Roseberry-McKibbin, C., Brice, A., & O’Hanlon, L. (2005). Serving English Language Learners in Public School Settings. A National Survey. Language, Speech, and Hearing Services in Schools36(1), 48-61.

Weinstein, B. (1990). Language policy and political development. Norwood, N.J: Ablex Pub Corp.

Appendices

Appendix A: The Proposed Program

Developmental Bilingual Education

Program Description

The Bilingual Education Program will help develop the Indonesian students’ literacy and fluency in their native language including Indonesian and English. It will also ensure that the students excel in their academics. The program encourages the development of a comprehensive bilingualism. The classes will focus therefore on promotion of grade, and enhancing students to be biliterate and bilingual.

Instructional Goals: To become biliterate and bilingual and meet the academic standards of achievement for promoting of the grades.

Program Components: You son/daughter will receive instruction in the areas checked:

_____ Reading and writing in English _____ Indonesian history in English

_____ Reading and writing in native language _____ Indonesian history in native language

_____ Specialized instruction in English (ESL) _____ Consumer education in English

_____ Mathematics in English _____Consumer education in native language

_____ Mathematics in native language _____ Health in English

_____ Science in English _____ Health in native language

_____ Social Studies in English _____ Driver’s Education in English

_____ Social Studies in native language _____ Driver’s Education in native language

_____ History and culture of your country and the Indonesian

Exit Procedures (Information in this section varies from district to district.)

The school offers the Developmental Bilingual Education program to students in grades _____. Because the program develops literacy in both English and the native language, students remain in the program even though they have achieved fluency in English.
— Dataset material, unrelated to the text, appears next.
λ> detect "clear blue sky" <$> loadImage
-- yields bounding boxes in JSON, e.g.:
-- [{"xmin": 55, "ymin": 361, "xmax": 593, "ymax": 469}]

Our districts’ expected rate of transition into the mainstream is _____ % annually.

The expected rate of graduation for high school in this program is _____ .

Special Education Services

For disabled students requiring specialized services, language instruction meets the objectives of the student’s Individualized Education Program (IEP).

Other Programs Offered at the School

  • Regular instruction for students who are fluent in English. Instruction is in English at all times. Native language is not used. No English as a Second language instruction is offered. The instructional goal is to meet grade appropriate academic achievement standards for grade promotion and graduation.

  • Information about any other program offered may be attached.

Appendix B: The Proposed Bilingual Assessment

The assessment is done with the student to:

  • gather basic information about them, their family and their experiences

  • assess their confidence in first language listening and speaking

  • assess levels of comprehension and production of written and spoken English text, and social and emotional state, including attitudes to self, school and circumstances.

The student is assessed using their first language for:

  • sound/letter knowledge

  • spoken vocabulary

  • retention of spoken language and structural strengths and gaps (ROL)

  • reading proficiency/competency – sound/word knowledge, basic word recognition, fluency, comprehension, recall, reread, writing proficiency/competency, written vocabulary, dictation, free writing, editing.

The student is also assessed in English to identify language strengths and gaps.